# whiteline b13 control arm brace install



## Nismodriver (Apr 30, 2002)

The front ES bushings can be used, they fit the control arm, you just have to take a little time w/ a bench grinder and shape them. It took about 20 mins for me to do both sides. The front bushing pops right in. As far as the control arm brace, I have an answer for that to. If you are using a Pulsar sway bar, you'll have to use a little larger spacer than whiteline supplies with the kit

Seen here:









The pulsar swaybar has a larger outter diameter and will cause a sever binding problem. Here you can see where I had to flatten my 3" downpipe and where it rubs my whiteline swaybar:










Here you can see the front and rear mount and my ES bushings, sorry for the dirt and grime:

















The brace clears the cross member and my 3" downpipe:









Heres an overall shot and ground clearance shot:


















John


----------



## astreamk1 (Apr 16, 2004)

can you just clairy for me on the control arm bushings, you had to grind the B12's mounts, or the bushings themselves ? and that Whitline control arm brace, it basically bolts right up to the B12 chassis then ? I am using Pulsar sway bars, and haven't done my exhaust yet, so I may be able to get around that one. Any idea where the best place to get the brace from is ?


----------



## Nismodriver (Apr 30, 2002)

astreamk1 said:


> can you just clairy for me on the control arm bushings, you had to grind the B12's mounts, or the bushings themselves ? and that Whitline control arm brace, it basically bolts right up to the B12 chassis then ? I am using Pulsar sway bars, and haven't done my exhaust yet, so I may be able to get around that one. Any idea where the best place to get the brace from is ?
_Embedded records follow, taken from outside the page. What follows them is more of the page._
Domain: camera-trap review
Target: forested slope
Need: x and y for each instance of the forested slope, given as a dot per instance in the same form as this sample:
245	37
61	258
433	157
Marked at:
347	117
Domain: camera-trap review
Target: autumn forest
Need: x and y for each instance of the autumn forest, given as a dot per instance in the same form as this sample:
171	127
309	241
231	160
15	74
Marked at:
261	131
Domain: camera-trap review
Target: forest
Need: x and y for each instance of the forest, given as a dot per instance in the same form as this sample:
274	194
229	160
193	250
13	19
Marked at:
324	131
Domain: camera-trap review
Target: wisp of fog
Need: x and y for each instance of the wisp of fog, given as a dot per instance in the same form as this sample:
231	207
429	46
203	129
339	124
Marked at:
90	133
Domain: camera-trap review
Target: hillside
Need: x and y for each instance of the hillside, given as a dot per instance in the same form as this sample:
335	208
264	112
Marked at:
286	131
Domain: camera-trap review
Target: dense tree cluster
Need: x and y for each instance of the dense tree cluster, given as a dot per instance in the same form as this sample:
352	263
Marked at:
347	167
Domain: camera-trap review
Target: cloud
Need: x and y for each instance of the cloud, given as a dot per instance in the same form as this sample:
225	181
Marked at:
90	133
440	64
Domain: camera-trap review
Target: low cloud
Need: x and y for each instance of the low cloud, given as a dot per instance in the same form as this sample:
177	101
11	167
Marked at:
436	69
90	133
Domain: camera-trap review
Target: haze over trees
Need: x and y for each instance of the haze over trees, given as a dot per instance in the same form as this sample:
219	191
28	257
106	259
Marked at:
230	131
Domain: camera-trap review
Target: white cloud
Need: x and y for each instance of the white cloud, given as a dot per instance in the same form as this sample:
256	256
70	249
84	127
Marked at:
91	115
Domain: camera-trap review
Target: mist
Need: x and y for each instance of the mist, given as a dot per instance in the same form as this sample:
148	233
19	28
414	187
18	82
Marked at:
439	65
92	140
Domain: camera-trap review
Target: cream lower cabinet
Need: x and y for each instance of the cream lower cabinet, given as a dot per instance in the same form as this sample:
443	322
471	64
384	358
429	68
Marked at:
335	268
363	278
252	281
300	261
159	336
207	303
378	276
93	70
I just had to grind the bushings a bit. The brace is currently on groupbuy over at www.sr20forum.com for $150 shipped. It bolts directly to the b12. The Pulsar (hollow) swaybar actually has a larger outer diameter than the Whiteline (solid) swaybar. I'm not sure if its going to be an issue because they are shaped a little different though. I just used my jack to close the 1/4" gap up and made up the bolt. If that doesn't work, just use a larger spacer. Good luck!

John


----------



## astreamk1 (Apr 16, 2004)

Nismodriver said:


> I just had to grind the bushings a bit. The brace is currently on groupbuy over at www.sr20forum.com for $150 shipped. It bolts directly to the b12. The Pulsar (hollow) swaybar actually has a larger outer diameter than the Whiteline (solid) swaybar. I'm not sure if its going to be an issue because they are shaped a little different though. I just used my jack to close the 1/4" gap up and made up the bolt. If that doesn't work, just use a larger spacer. Good luck!
> 
> John


Thanks for the shared knowledge. I was going to make my own brace, I thought a B13 brace would work, but didn't have any means to test one. That is a kick ass price for your brace, esp. being a 4 point brace. I have been looking in to the 3 point ones for the B13 and they are going for like $175. 

I have everything else installed on my car except a control arm brace and it seems like it would be a worthwhile investment. It looks like it has to make a world of difference on that car. :thumbup:


----------



## SuperStock (Dec 31, 2003)

astreamk1 said:


> ...[the control arm brace] looks like it has to make a world of difference on that car. :thumbup:


ya have u noticed anything different with this brace?


----------



## Nismodriver (Apr 30, 2002)

SuperStock said:


> ya have u noticed anything different with this brace?


Go get you one! This thing is great. It really stiffened the front end and totally elimnated wheel hop for me. Good stuff!

John


----------



## SuperStock (Dec 31, 2003)

done


----------



## astreamk1 (Apr 16, 2004)

*Whiteline control arm brace*

I tried to get in on this deal with no luck over on the SR20 forum. PM'd with no reply. Contacted Whiteline directly and they'll gladly ship you one for about US$200 . I am just going to order mine directly from them.


----------